Destin Real Estate and Homeowner Stability Plan


Most of us have read the Treasury Department’s new Homeowner Affordability and Stability Plan

After reading the plan, with details to be unveiled on March 4, I want to know- “How will the plan affect Short Sales? ” Most of the plan is focused on aiding homeowners whose primary residence is at risk of foreclosure.  Not everyone will be helped by this plan.  Some of those who won’t may include homeowners with loans not guaranteed by Fannie Mae or Freddie Mac.  Many have lost jobs or have lost so much income they would not qualify. Other owners may have rental properties that cannot be sustained.  In my area on the Emerald Coast of Florida, military families from Eglin Air Force Base or Hurlburt Field are required to relocate to change bases.  These airmen often keep their past residence as a rental property.  Now they are losing tenants.  Why?  Many unsold homes go on the rental market.  Thus rental rates have declined significantly due to the oversupply of these properties.  They can no longer cover their mortgage payments.
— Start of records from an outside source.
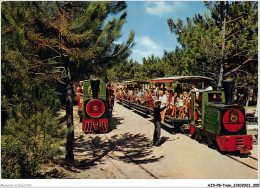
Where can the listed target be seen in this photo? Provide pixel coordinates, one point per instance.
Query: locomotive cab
(95, 107)
(221, 122)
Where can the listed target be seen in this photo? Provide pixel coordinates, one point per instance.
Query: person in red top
(80, 89)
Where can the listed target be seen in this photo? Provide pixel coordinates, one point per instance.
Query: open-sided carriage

There are also investors who were not “flippers”.  They might have saved their whole lives to buy a condo in Destin, to find that the resort-rental market has declined by 35%.  There is no aid to them in the plan. Many areas in Florida and other parts of the country have economies that depend on tourism and the resort industry.  Those who will not be assisted by the plan will have to resort to their best alternative, a short sale, or worse, foreclosure.
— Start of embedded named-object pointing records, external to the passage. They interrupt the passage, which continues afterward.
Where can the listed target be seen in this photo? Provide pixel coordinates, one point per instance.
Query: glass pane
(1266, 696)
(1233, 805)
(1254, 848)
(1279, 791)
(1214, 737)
The Treasury Department states the Homeowner Affordability and Stability Plan will be effective because it will, among other things, limit the Impact of Foreclosure When Modification Doesn’t Work: Lenders will receive incentives to take alternatives to foreclosures, like short sales or taking of deeds in lieu of foreclosure. “

 In my opinion, to receive incentives to approve short sale, banks must be required to:

  • Shorten approval time frames to 30 days
  • Require second mortgage holders to accept a set amount, such as $3000, to release their lien
  • Consider incentives for approving investment properties that meet certain criteria, as mentioned above
  • NOT report a “charge off” or “settled for less” to credit reporting bureaus

Further, I believe all who have had short sales should have credit reports revamped to remove the negative impact of the event. If they don’t, perhaps only 10% of borrowers might qualify for a loan at the best rates! If the government is “intervening” at all, then do it right.  Thus far, the banks have done little to reduce the backlog of short sales and free up credit.  If they are just given an “incentive” without definitive guidelines, then we might expect to see more of the same.